Lors des élections législatives du dimanche 4 mars, les partis anti-systèmes et d'extrême-droite ont fait une percée spectaculaire en Italie, membre fondateur de l'Union européenne et troisième économie de la zone euro. Le Mouvement 5 étoiles est arrivé en tête de ces élections, avec 32 % des voix. Mais la véritable surprise du scrutin est le résultat du parti de Matteo Salvini, La Ligue. Contre toute attente, il a obtenu 17% des votes et a devancé la formation Forza Italia de Silvio Berlusconi au sein de la coalition de droite. Cependant, aucune majorité ne se dégage, et les prétendants au poste de Président du Conseil devront former une alliance dont les contours restent très incertains.

« Les conséquences sont encore imprévisibles puisque l’on ne sait pas encore quelle coalition va gouverner », commente Charles de Marcilly, responsable à Bruxelles de la Fondation Robert Schuman. Ce qui est certain c'est que si Le Mouvement 5 étoiles ou la Ligue accèdent au pouvoir, certaines politiques de l’UE pourraient en pâtir : l’espace Schengen, la réforme de la zone euro, et surtout, l’immigration. « Les Italiens ont eu un sentiment très fort d’abandon sur la politique migratoire, de la part des autres pays européens », explique Charles de Marcilly.

Une campagne anti-migrants

Matteo Salvini, leader de la Ligue, a fait de la lutte contre les migrants le coeur de sa campagne électorale.
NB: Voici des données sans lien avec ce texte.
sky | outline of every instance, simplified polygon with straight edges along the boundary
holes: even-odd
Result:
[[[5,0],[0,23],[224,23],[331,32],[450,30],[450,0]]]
Depuis 2013, l’Italie en a accueilli 700 000. « Les commissaires européens associent l’Italie à un camp de réfugiés, affirme Matteo Salvini, devant les journalistes. Bien sûr il faut accepter d’aider ceux qui fuient la guerre, mais ils nous faut refuser les migrants économiques. » Le député français Alain Lamassoure (PPE/droite) estime que l’UE ne doit pas porter toute la responsabilité de la crise migratoire : « Ce n’est pas Bruxelles ou le Parlement européen qui doivent être mis en cause, mais l’égoïsme des pays voisins qui ont refusé d’appliquer les décisions européennes. »
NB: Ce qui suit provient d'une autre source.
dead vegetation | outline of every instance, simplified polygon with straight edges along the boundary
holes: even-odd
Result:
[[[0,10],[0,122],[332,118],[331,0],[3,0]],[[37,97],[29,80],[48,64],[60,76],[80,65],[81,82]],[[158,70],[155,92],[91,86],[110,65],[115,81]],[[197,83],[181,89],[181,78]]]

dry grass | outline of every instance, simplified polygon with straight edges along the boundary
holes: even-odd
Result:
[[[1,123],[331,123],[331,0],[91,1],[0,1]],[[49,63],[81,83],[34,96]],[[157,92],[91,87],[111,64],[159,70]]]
Endiguer la montée des populismes

« Le vote des italiens est un signal d’alarme pour les institutions européennes, commente la députée italienne Eleonora Forenza (GUE/gauche radicale), et notamment pour la Commission, avec la défaite de la social démocratie en Italie, entraînant la chute de Matteo Renzi, et le rejet net des politiques d’austérité. »

Pour l’Union européenne, il s’agit désormais de contenir cette montée des partis anti-systèmes, déjà au pouvoir en Autriche, en Hongrie et en Pologne, en s’attaquant à leurs causes. « L’impuissance du budget européen a des conséquences sur la montée des nationalismes. Si l’on n'arrive pas à financer l’Europe, bien sûr que cela nourrit les populismes, c’est cela que les gens nous reprochent », explique Isabelle Thomas, députée française (S&D/sociaux-démocrates).
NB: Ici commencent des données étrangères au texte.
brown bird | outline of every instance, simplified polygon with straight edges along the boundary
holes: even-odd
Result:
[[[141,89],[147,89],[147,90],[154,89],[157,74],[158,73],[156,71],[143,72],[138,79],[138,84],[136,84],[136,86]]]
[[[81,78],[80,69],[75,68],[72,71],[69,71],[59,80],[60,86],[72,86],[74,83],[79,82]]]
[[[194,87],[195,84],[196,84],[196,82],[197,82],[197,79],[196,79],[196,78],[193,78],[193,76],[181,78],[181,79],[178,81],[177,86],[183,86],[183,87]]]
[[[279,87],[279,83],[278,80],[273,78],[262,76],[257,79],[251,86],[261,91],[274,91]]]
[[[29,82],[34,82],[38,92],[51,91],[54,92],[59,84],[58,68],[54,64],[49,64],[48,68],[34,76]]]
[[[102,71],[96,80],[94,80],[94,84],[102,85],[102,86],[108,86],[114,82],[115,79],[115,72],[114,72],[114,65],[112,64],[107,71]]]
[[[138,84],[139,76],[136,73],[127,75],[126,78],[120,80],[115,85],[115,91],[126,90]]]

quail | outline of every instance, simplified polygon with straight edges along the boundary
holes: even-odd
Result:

Même diagnostic pour Pierre Moscovici, le commissaire européen aux affaires économiques et monétaires : « Une des choses dont nos peuples souffrent aujourd’hui, c’est un sentiment d'iniquité forte. Par exemple quand les firmes multinationales ne paient pas d’impôt, c’est une source des montées du populisme.»

Malgré le flou, une certitude se dégage toutefois : un Brexit à l’italienne est très peu probable. Il faudrait pour cela réviser la Constitution, qui interdit les référendums sur les traités internationaux. « L’Italie ne sortira pas de l’UE, assure Eleonora Forenza. Matteo Salvini était très agressif envers les institutions européennes pendant la campagne, mais il a déjà annoncé qu’il ne souhaitait pas sortir de l’UE, ni de l’Otan.»